My view, not only as a spokesman for the asset management industry, but also in my other capacity as a consumer, is that there is still urgent work to do on this.
Like many people I am an investor in a self-invested personal pension managed by a leading provider. I would like to know how much it is costing me, but even I - who ought to be able to find my way round the detail - find it difficult to work it out.
What is needed is not difficult: the costs of the underlying portfolio (in effect the average ongoing charges in the funds I invest in), plus the costs levied by the provider or platform, with payments to my adviser shown separately, all expressed as a percentage of my portfolio.
Why is this not standard practice already? One problem is fragmentation: trust-based and contract-based schemes, with different regulators and different rules.

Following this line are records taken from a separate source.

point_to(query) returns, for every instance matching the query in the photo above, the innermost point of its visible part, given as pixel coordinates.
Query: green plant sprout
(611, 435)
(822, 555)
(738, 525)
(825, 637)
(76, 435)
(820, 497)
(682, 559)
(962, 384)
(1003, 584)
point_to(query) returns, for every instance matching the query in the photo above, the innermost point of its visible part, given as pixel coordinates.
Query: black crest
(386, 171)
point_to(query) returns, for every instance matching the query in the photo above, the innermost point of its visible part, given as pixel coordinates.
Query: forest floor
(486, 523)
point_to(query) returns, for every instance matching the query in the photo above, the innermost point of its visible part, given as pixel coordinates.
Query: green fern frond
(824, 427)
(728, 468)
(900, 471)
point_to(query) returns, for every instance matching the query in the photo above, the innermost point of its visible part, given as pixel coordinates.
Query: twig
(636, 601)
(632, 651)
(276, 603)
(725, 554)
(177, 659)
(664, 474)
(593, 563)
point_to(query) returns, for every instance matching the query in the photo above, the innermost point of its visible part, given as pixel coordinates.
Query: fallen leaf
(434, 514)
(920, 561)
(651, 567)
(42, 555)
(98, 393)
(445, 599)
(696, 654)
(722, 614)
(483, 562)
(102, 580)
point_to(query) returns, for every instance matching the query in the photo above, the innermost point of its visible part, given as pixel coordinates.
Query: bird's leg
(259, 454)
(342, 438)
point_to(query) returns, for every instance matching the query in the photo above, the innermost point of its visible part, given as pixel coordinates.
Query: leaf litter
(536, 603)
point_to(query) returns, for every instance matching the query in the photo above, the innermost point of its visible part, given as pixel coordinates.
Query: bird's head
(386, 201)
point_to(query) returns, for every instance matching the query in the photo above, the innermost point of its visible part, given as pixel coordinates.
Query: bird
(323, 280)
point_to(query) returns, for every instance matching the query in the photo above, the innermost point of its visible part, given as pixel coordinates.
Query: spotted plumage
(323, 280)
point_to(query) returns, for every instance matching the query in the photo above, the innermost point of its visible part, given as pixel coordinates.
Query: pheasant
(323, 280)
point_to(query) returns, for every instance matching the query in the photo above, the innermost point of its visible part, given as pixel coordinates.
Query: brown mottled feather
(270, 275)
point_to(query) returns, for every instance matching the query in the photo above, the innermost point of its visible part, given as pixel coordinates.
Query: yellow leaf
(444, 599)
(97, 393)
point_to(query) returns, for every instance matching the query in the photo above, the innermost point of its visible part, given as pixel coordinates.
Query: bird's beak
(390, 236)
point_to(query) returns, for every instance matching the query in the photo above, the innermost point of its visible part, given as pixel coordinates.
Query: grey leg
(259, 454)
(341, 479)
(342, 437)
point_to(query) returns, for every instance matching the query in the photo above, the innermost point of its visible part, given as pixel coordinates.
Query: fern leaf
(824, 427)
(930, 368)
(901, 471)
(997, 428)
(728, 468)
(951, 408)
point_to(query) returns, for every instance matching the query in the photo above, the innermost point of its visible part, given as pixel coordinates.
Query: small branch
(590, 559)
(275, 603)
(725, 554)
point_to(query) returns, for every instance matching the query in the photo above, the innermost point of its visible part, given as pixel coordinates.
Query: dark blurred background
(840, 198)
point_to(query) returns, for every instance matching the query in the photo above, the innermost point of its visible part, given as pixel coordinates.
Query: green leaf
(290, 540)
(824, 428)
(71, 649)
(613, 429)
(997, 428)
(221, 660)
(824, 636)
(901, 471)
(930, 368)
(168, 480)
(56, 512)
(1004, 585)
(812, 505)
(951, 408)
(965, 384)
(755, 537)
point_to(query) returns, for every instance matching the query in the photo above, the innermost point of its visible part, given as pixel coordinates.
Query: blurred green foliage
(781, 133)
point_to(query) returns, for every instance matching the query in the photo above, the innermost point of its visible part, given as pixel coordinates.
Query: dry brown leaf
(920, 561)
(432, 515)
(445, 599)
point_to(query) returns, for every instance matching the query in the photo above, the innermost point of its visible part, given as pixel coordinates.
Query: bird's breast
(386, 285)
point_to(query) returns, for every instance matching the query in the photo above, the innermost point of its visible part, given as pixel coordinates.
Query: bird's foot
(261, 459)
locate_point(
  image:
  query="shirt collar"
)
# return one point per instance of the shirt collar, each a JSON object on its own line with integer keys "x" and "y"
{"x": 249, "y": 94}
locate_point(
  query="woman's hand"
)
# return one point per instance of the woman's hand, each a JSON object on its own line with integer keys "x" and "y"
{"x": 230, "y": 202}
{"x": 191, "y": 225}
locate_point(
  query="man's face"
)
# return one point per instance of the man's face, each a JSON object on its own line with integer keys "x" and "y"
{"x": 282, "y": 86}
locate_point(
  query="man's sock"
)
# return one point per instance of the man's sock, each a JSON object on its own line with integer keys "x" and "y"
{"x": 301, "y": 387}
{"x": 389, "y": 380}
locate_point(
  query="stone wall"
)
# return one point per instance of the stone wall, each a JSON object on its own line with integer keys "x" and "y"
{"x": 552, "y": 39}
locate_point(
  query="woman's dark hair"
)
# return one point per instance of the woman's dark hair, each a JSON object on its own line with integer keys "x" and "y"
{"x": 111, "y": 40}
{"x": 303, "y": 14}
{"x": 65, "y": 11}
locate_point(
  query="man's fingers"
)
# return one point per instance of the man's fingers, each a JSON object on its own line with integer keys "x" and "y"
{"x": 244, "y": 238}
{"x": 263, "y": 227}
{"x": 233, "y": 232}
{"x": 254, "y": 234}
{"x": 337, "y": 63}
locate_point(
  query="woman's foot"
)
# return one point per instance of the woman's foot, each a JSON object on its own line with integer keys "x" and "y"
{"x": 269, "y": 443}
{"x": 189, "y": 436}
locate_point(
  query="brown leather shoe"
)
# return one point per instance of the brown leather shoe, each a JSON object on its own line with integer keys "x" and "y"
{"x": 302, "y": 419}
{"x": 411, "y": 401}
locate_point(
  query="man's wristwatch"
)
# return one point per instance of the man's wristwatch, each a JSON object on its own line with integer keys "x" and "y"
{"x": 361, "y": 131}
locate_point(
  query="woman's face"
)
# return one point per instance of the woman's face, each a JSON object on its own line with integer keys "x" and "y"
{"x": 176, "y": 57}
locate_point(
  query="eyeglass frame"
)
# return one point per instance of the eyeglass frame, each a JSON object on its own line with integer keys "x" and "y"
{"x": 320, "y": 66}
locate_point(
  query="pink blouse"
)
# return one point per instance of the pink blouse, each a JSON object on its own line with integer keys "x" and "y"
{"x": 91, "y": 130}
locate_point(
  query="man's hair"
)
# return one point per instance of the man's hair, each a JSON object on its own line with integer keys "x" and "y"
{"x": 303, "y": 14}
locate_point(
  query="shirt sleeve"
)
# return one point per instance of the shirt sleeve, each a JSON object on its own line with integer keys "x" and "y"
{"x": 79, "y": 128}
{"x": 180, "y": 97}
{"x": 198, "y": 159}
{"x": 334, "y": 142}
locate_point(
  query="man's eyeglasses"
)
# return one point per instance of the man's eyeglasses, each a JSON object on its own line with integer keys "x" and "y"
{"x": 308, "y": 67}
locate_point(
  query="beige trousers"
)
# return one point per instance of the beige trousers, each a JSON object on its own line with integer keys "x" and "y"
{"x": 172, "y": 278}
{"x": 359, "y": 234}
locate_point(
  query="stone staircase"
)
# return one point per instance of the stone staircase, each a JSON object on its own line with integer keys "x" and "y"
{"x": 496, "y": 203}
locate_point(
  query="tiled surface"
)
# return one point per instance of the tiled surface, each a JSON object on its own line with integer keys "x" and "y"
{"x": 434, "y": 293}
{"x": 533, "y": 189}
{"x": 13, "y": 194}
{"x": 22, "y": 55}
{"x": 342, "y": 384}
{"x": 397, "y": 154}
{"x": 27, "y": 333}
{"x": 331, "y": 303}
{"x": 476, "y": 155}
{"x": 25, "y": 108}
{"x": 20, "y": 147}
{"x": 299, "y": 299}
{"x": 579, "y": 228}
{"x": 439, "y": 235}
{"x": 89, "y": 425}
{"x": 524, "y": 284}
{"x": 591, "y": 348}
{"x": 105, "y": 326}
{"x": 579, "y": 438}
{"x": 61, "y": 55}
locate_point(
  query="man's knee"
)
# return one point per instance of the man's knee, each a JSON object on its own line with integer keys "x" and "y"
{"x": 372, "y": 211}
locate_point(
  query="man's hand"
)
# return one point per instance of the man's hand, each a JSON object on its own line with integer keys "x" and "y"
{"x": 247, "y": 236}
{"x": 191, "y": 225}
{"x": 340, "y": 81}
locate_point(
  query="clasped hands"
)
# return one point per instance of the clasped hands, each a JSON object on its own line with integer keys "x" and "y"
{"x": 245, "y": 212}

We need to find a way through this complex thicket if we are going to deliver something that helps consumers. A good starting point is the "ongoing charges" model that has been adopted under European rules for retail funds. This provides a single percentage figure which includes all charges levied as part of running the fund over the previous year. And it works - the number gives investors a clear picture of the cost of investing and enables consumers to compare different funds on a like-for-like basis.
This model needs be extended to other product types, including pensions. Recent proposals by the European Commission (the Packaged Retail Investment Products, or "PRIPs" initiative) seek to do that. But euro-legislation takes time and this measure is expected to run into strong counter-lobbying so we do not know how it will finally come out.
In order to move ahead more quickly, therefore, somebody needs to pull together the various charges - the ongoing charges on underlying investments, adviser fees, and the charges applied by the administration platform - into the sort of disclosure made in the funds world.
This job naturally falls to the pension platform or provider, the entity facing the investor. They need to be under an obligation to do so in a prescribed common format. Meanwhile, other parts of the chain need to be under an obligation to make the necessary information available. The new IMA guidance on transaction cost disclosure can play a part here too.
So, how do we make this happen? It's not my usual solution, but this is an area where regulators need to be involved. Regulation has delivered a uniform charge disclosure regime for funds in Europe, and it ought to be able to do so for pensions. It needs the industry to pull together with the relevant regulators - the FSA, the Pensions Regulator and the European supervisory authorities. It's never easy to co-ordinate so many disparate groups. But it can be done and the prize of better consumer disclosure is a big one.